Today, the park bears a subtitle, “A Place of Revolution and Reconciliation.” The park’s walkways are lined with plaques and statues. Historical plaques share information and statues memorialize iconic moments from the campaign to desegregate the city. These statues are arranged in such a way along the park’s path that visitors cannot avoid confronting lunging dogs and jailhouse bars. The uncompromising presence of the statues presents a visceral lesson in the power of the police to terrorize citizens.

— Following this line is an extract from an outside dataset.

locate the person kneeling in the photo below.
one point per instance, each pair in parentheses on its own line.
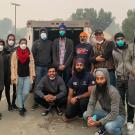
(111,117)
(51,92)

It’s a cliche that history books (and museums) are written by the winners. The manifest reality of Kelly Ingram Park’s statuary and plaques clearly proves who won! Through their courage and sacrifice, African Americans in Birmingham composed a scathing indictment of state-sanctioned terror and the corruption of racism. The winner’s history book, unfortunately, is far from finished. The painful reality of police violence indicates that Birmingham was a single chapter in what will apparently be a much longer book. There’s more writing to be done.